Mein Großvater Prof. Dr. h.c. Senator Hugo Rupf. Er war ein großer Unternehmer, der von sich heraus stets vorbildlich in Verantwortung für die Forma Voith wirtschaftlichen Erfolg und soziale Verantwortung vorgelebt und umgesetzt hat. Er lehrte mich die Tugenden Loyalität, Gradlinigkeit und Verbindlichkeit.
Warum sind Sie politisch aktiv?
Wer mitreden möchte, sollte auch mit anpacken.
Was ist für Sie Heimat?Da wo die familiären Wurzeln sind und wo die eigenen Kinder heranwachsen. Für mich persönlich bedeutet dies Europa, die Welt und die Pfalz.
Welches ist für Sie die große politische oder gesellschaftliche Errungenschaft?
Die Demokratie, die soziale Marktwirtschaft, die deutsche Wiedervereinigung, die Europäische Union und der Euro.

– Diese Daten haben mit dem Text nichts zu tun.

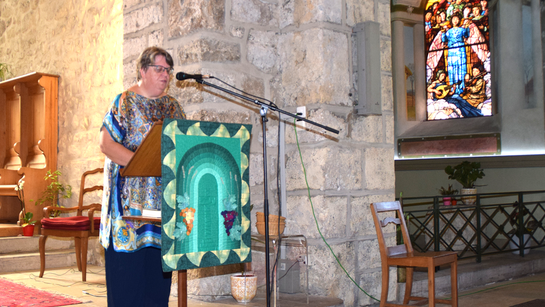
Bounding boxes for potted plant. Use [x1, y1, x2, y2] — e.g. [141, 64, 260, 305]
[21, 212, 36, 237]
[35, 170, 72, 217]
[445, 161, 484, 205]
[0, 63, 9, 82]
[507, 201, 539, 255]
[439, 184, 458, 206]
[231, 263, 257, 303]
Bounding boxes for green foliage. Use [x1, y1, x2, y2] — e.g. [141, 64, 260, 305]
[0, 63, 9, 81]
[35, 170, 72, 207]
[439, 184, 458, 196]
[445, 161, 484, 189]
[22, 212, 36, 227]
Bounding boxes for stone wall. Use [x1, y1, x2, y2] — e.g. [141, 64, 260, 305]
[123, 0, 395, 306]
[0, 0, 395, 306]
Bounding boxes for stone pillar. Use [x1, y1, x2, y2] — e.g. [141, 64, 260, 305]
[531, 0, 544, 113]
[493, 0, 545, 154]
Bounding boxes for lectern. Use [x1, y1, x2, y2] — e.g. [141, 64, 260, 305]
[120, 121, 187, 307]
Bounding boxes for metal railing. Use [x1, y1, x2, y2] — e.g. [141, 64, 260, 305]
[401, 191, 545, 262]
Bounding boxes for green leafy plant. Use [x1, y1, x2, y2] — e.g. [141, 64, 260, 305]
[21, 212, 36, 227]
[35, 170, 72, 216]
[0, 63, 9, 81]
[445, 161, 484, 189]
[439, 184, 458, 196]
[509, 201, 540, 235]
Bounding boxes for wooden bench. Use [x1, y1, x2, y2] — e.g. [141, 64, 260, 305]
[0, 72, 59, 236]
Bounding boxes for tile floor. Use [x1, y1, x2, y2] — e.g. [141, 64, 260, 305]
[0, 266, 545, 307]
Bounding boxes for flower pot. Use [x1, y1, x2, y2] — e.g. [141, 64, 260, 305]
[231, 274, 257, 303]
[509, 234, 530, 255]
[460, 188, 477, 206]
[23, 225, 34, 237]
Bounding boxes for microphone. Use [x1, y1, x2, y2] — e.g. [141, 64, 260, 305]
[176, 72, 210, 81]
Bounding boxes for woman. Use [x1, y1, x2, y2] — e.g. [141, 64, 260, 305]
[96, 47, 185, 307]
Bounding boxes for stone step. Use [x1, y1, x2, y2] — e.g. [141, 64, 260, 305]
[0, 249, 77, 274]
[0, 236, 75, 255]
[0, 236, 102, 274]
[397, 249, 545, 301]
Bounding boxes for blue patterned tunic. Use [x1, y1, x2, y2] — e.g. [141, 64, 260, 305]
[100, 91, 185, 252]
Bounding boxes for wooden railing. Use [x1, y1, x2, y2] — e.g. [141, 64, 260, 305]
[0, 72, 59, 236]
[401, 191, 545, 262]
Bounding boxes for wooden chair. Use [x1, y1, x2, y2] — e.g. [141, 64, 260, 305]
[371, 201, 458, 307]
[39, 168, 103, 281]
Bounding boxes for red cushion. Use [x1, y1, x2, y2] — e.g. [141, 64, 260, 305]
[42, 216, 100, 230]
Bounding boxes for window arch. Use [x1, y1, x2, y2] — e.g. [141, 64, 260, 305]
[424, 0, 492, 120]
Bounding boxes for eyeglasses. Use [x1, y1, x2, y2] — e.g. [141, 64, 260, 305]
[149, 65, 174, 74]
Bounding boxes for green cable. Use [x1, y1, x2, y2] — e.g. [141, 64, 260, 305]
[293, 120, 380, 302]
[458, 280, 545, 297]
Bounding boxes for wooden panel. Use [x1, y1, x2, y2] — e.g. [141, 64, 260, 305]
[0, 73, 59, 236]
[121, 122, 163, 177]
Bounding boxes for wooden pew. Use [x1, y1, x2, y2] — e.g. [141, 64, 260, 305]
[0, 72, 59, 237]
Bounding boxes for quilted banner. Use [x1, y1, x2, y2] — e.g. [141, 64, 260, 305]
[161, 119, 252, 272]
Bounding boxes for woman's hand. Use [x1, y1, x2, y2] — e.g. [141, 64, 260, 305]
[99, 127, 134, 166]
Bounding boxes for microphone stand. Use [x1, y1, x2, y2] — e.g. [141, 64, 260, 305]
[195, 78, 339, 307]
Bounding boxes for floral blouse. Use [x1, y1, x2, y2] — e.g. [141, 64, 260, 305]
[99, 91, 185, 252]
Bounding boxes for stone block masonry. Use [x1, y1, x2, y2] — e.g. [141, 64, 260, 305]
[120, 0, 395, 306]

Wer ist Ihr politisches Vorbild?
Ich tue mir generell schwer mit Vorbildern. Es gibt so viele bedeutende Persönlichkeiten in der Geschichte und Gegenwart, deren Arbeit man in Teilbereichen als vorbildlich bezeichnen kann, aber eben nur in Teilbereichen.
Worüber haben Sie sich in den vergangen vier Jahren politisch gefreut?
Über den Wahlerfolg bei der Bundestagswahl der FDP und dass sich die Vernunft am Ende durchgesetzt hat.
Was ärgert Sie in der Politik?
Dass viele Parteien und Politiker offensichtlich machtpolitische Entscheidungen über die Interessen des Landes stellen.
Das unkonstruktive Herumgehacke auf politischen Gegnern und die ständige Dummschwätzerei an der Sache vorbei.
Unwahrheiten, Schlingerkurse und Unloyalität.
Verstehen Sie eigentlich Ihren Steuerbescheid?
Nein.
Was motiviert Sie tagtäglich?
Mein Großvater zitierte gern Tagore: "Ich schlief und träumte das Leben sei Freude. Ich erwachte und merkte das Leben ist Pflicht. Ich arbeitete und die Pflicht ward mir zur Freude." Diesen Spruch habe ich mir zu eigen gemacht. Und natürlich motivieren mich meine Kinder. Sie erinnern mich jeden Tag daran, warum es lohnt, sich für eine bessere Welt einzusetzen.
Sie haben drei Wünsche frei. Welche sind das?
Als ersten Wunsch wünsche ich mir mehr freie Wünsche. Und dann:
Freiheit, Glück und Frieden für alle, keine unheilbaren Krankheiten und kein Hunger in der Welt. Dass jeder etwas hat, woran er glauben kann und dass in diesem Glauben Toleranz, Nächstenliebe und Friedfertigkeit ganz oben stehen.